Romão Neto, paulistano, 48, arquiteto e empreendedor no ramo hoteleiro em Florianópolis há mais de dez anos, sempre considerou a ilha um verdadeiro paraíso, principalmente no tempo em que era mais fácil conseguir licenças ambientais, e por isso está abismado com os atentados recentes. “As pessoas falavam que a Ilha está se transformando no Rio de Janeiro e vinha na minha cabeça uma fotografia das praias e das mulheres gostosas”, refletiu. Quando chegou a Florianópolis, Romão repetia aos amigos que, embora fosse paulistano de nascença, já se considerava mané de coração, e inclusive passou a torcer para o Avaí. Na última sexta-feira, ao ler nos jornais que os argentinos não pretendem mais passar o verão em Canasvieiras, Romão avisou pra sua mulher: “Se a coisa piorar, meu bem, voltamos pra Sampa, pois lá pelo menos tem exposição dos impressionistas no MASP”. A mulher, admiradora de arte, concorda com tudo que o marido diz.

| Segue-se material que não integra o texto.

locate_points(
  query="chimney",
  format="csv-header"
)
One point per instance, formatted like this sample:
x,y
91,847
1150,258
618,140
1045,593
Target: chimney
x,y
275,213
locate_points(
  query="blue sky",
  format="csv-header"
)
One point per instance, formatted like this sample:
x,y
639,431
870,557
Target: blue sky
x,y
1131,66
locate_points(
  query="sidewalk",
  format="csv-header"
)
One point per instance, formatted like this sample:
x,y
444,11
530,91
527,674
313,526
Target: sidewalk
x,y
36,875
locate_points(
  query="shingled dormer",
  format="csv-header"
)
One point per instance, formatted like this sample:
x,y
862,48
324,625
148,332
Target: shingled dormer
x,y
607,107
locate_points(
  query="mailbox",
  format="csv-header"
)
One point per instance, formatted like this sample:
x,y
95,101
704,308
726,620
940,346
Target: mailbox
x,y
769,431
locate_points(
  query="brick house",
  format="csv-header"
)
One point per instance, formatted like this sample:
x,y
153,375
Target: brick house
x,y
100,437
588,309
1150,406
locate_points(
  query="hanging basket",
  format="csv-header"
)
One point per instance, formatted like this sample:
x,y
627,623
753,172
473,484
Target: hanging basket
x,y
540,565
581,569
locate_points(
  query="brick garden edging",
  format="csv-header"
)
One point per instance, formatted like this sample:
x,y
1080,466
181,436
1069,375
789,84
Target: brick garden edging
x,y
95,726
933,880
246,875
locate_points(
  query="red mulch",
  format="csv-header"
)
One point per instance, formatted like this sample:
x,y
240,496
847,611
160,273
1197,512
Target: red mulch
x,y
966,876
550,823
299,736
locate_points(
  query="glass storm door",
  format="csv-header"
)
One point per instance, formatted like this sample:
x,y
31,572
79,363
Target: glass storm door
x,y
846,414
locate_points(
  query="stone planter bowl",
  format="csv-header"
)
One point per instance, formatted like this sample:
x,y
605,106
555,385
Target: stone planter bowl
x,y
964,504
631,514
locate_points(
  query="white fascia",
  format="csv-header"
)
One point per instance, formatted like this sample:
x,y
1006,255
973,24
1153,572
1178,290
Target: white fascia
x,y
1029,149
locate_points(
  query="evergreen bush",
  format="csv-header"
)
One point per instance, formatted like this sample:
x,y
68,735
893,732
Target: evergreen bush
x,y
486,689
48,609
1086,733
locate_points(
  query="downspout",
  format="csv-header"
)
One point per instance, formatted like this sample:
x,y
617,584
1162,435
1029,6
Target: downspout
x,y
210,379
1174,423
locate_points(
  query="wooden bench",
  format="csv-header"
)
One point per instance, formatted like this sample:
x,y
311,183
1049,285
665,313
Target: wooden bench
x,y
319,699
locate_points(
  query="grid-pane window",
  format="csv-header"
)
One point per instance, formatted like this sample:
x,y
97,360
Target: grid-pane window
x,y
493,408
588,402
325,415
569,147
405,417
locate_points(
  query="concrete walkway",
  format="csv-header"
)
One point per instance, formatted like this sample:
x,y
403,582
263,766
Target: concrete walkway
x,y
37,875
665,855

Mariana Peres, 35, advogada, postou no seu Facebook, assim que ligou o computador na última terça-feira e leu as notícias na internet, que a culpa dos atentados é também de “todas as pessoas que usam drogas, que financiam o tráfico e dão poder a estes marginais”. A advogada deu a ideia de prender todos os maconheiros nos ônibus da Transol e soltá-los de madrugada pela cidade, ideia que depois ela mesma reconheceu que não tem cabimento, visto que, além do mais, é inconstitucional. Mariana, de fato, não é usuária de drogas ilícitas, apenas de lícitas, como o whisky e os hambúrgueres do Mcdonalds. Se experimentou maconha algumas vezes durante a Universidade, quando ainda era jovem, também é verdade que nunca comprou. E também parou com isso logo em seguida, preocupada com uma taquicardia que lhe deu depois de fumar três baseados em sequência.

Na tarde de quarta-feira passada, alguns minutos depois do governador declarar que tudo estava sob controle, Jéssica Rios, 21, estudante universitária, natural de Concórdia e residente em Florianópolis há dois anos, foi surpreendida no ônibus por dois policiais armados que, pelo que ela entendeu, estavam procurando alguém. Como Jéssica é meio desligada e estava cheia de provas marcadas e trabalhos pra entregar naquela semana, ela nem sabia do que vinha ocorrendo na cidade. Segundo Jéssica, a revista foi rápida: os policiais, de arma em punho, deram uma encarada geral nos passageiros, revistaram a mochila de um homem negro que estava sentado na última fila e deixaram o ônibus seguir. “Eu nunca tinha visto um revólver assim de perto!”, ela disse aos colegas, impressionada.

Paulinho Vil, 29, gerente da revendedora de automóveis de seu pai, veio de Blumenau com mais quatro amigos pra ver o show do Chiclete com Banana no Folianópolis, a micareta mais doce do Brasil, e presenciou o incêndio de um ônibus no bairro do Saco dos Limões, na noite de quinta-feira, enquanto saía do supermercado com dois engradados de cerveja debaixo do braço. “Só deu tempo de ver os malucos fugindo, e aí nós cantamos pneu também, só que pro outro lado”, escreveu Paulinho em mensagem a sua namorada – que ficou em Blumenau porque não conseguiu folga no feriado – com o celular na mão direita e uma latinha de Skol na esquerda, ainda em pânico e revoltado com os bandidos. “Tem que matar estes merdas mesmo, não respeitam as leis”, escreveu depois. Já meio embriagado, dirigindo um dos carros do pai, Paulinho foi ver o show do Chiclete com Banana mesmo assim.